Ciò che non aveva fatto l’Islam, fu compiuto dal Rinascimento e poi dalla Riforma: la disgregazione del tessuto comunitario dell’Europa, dell’unità della fede, della libertà delle culture.   Belloc, con un coraggio encomiabile, affronta nelle sue pagine il compito di fare luce sulle origini della Riforma protestante, in particolare quella che si impose in Inghilterra ponendo le basi, come aveva già avuto modo di dimostrare, dello svilupparsi dello Stato servile. Una rilettura controcorrente, che dimostra la natura aristocratica, ariana, antipopolare della ribellione contro la Chiesa cattolica. Ci racconta di come la ricchezza si avvantaggiò di questa rivolta contro l’ordine nel cuore stesso della civiltà; poiché ritorna sempre a vantaggio dei ricchi il negare le comuni concezioni del diritto e del torto, il mettere in questione la filosofia del senso comune, l’indebolire l’energia viva e immediata della volontà umana organizzata ed espressa dalla comunità intera. È sempre stato nella natura della grande ricchezza d’essere pazzamente tentata (benché dall’esperienza pratica debba sapere quanto poco la ricchezza può dare) ad assicurarsi un dominio sempre più vasto sugli uomini; il che si può fare ottimamente imponendo rigidi vincoli sociali.

Un potente alleato della Riforma, per Belloc, fu la ricchezza immorale speranzosa di trarre profitto dal crollo generale dell’organizzazione sociale basata sul popolo. L’ateismo e la ricchezza, la lussuria e la sensualità, l’erudizione e l’aristocraticità del Rinascimento risposero, non curandosi delle folle cattoliche, all’invito della barbarie. Gli iconoclasti dell’avarizia si strinsero – le mani nelle mani – con gli iconoclasti della cecità e della furia e con gli iconoclasti dell’orgoglio accademico.

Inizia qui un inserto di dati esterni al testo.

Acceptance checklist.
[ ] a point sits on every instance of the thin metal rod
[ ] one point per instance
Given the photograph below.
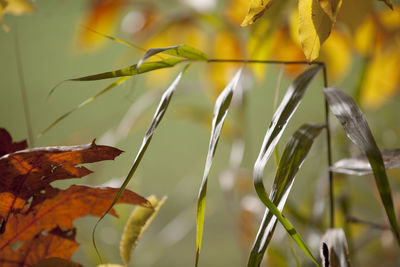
(252, 61)
(23, 89)
(329, 156)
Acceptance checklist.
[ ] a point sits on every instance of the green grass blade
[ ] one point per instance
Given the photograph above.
(158, 115)
(292, 158)
(280, 119)
(128, 71)
(137, 223)
(360, 165)
(184, 51)
(220, 111)
(115, 39)
(87, 101)
(334, 249)
(357, 130)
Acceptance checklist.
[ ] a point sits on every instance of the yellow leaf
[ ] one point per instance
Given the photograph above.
(17, 7)
(286, 48)
(256, 10)
(364, 37)
(180, 31)
(234, 10)
(314, 27)
(382, 77)
(353, 19)
(331, 8)
(337, 55)
(14, 7)
(225, 45)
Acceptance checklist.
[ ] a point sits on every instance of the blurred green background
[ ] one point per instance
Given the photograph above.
(174, 162)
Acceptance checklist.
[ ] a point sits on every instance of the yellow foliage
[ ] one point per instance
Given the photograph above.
(182, 31)
(225, 45)
(331, 8)
(235, 11)
(14, 7)
(314, 28)
(352, 19)
(285, 48)
(256, 10)
(382, 77)
(101, 17)
(364, 37)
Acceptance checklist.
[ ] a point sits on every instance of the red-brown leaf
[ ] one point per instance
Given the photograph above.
(27, 172)
(61, 208)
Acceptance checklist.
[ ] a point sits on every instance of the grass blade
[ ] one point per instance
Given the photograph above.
(292, 158)
(87, 101)
(334, 249)
(158, 115)
(357, 130)
(115, 39)
(360, 165)
(128, 71)
(184, 51)
(220, 111)
(280, 119)
(137, 223)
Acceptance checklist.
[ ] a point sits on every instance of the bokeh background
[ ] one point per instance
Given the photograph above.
(55, 45)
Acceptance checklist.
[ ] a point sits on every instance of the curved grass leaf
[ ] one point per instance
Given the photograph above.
(115, 39)
(128, 71)
(292, 158)
(220, 111)
(334, 249)
(137, 223)
(87, 101)
(158, 115)
(184, 51)
(280, 119)
(360, 165)
(357, 130)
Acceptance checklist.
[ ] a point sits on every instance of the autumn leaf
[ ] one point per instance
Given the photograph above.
(331, 8)
(25, 173)
(7, 145)
(14, 7)
(389, 3)
(256, 10)
(60, 208)
(314, 28)
(382, 77)
(56, 243)
(102, 17)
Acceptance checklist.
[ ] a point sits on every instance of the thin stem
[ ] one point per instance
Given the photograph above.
(329, 155)
(252, 61)
(23, 89)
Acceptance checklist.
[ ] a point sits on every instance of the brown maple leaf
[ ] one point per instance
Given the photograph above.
(25, 173)
(61, 208)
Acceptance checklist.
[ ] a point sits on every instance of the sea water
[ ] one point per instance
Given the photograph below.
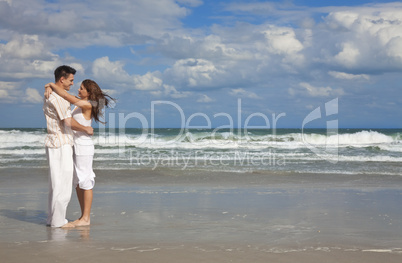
(344, 151)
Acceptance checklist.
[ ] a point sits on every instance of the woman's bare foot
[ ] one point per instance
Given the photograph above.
(68, 225)
(81, 222)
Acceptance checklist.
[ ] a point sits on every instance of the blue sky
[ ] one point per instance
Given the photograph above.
(209, 63)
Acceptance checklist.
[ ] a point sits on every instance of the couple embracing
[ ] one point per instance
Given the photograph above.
(69, 146)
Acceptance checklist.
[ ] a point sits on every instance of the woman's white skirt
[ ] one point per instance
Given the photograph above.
(84, 176)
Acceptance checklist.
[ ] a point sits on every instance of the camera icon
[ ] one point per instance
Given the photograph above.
(324, 146)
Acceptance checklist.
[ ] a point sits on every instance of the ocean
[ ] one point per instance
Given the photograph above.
(346, 151)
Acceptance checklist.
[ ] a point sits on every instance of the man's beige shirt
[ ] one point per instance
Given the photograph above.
(56, 109)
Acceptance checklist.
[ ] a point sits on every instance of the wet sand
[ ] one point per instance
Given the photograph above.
(204, 216)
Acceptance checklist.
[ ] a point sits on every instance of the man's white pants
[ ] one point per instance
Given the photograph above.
(60, 183)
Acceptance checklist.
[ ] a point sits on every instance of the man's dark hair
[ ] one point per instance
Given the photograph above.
(63, 71)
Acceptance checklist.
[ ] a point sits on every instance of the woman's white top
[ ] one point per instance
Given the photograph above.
(83, 144)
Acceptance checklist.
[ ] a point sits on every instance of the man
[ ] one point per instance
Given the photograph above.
(59, 142)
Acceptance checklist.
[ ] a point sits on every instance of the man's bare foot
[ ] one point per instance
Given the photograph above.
(68, 225)
(81, 222)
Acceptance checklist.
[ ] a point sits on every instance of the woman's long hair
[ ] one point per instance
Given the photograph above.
(97, 98)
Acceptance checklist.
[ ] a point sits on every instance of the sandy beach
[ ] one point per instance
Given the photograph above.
(186, 216)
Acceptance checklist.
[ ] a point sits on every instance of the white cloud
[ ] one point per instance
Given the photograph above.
(147, 82)
(306, 88)
(193, 72)
(106, 70)
(282, 40)
(32, 96)
(343, 75)
(243, 93)
(205, 99)
(349, 55)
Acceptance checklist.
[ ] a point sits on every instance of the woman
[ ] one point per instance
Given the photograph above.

La perdita della Britannia, sottratta al Cattolicesimo con la violenza dei regni di Enrico VIII e poi di Elisabetta I, fu per Belloc di importanza capitale. La più fedele figlia della Santa Sede, l’isola dei santi e dei dotti, abbandonò la Fede non per un’altra forma di cristianesimo, ma per i nuovi idoli neopagani. L’effetto della Riforma, commenta Belloc, fu l’isolamento dell’anima. L’isolamento dell’anima significa la perdita di un sostegno collettivo, di un sano equilibrio assicurato dall’esperienza comune, da una pubblica certezza, da una volontà generale. Ma applicato alla vita sociale questo dissolvente opera qualcosa di più letale che il completamento e consolidamento dell’umana miseria. Nella dissoluzione dell’unità religiosa ha inizio la dissoluzione dell’uomo moderno. La distruzione del cattolicesimo fu la premessa indispensabile per costruire l’Impero Britannico, un impero senza scrupoli, un colonialismo ferocemente predatore, mai sazio.

La Storia d’Inghilterra di Belloc è un’opera da non perdere per poter capire a fondo le radici della modernità.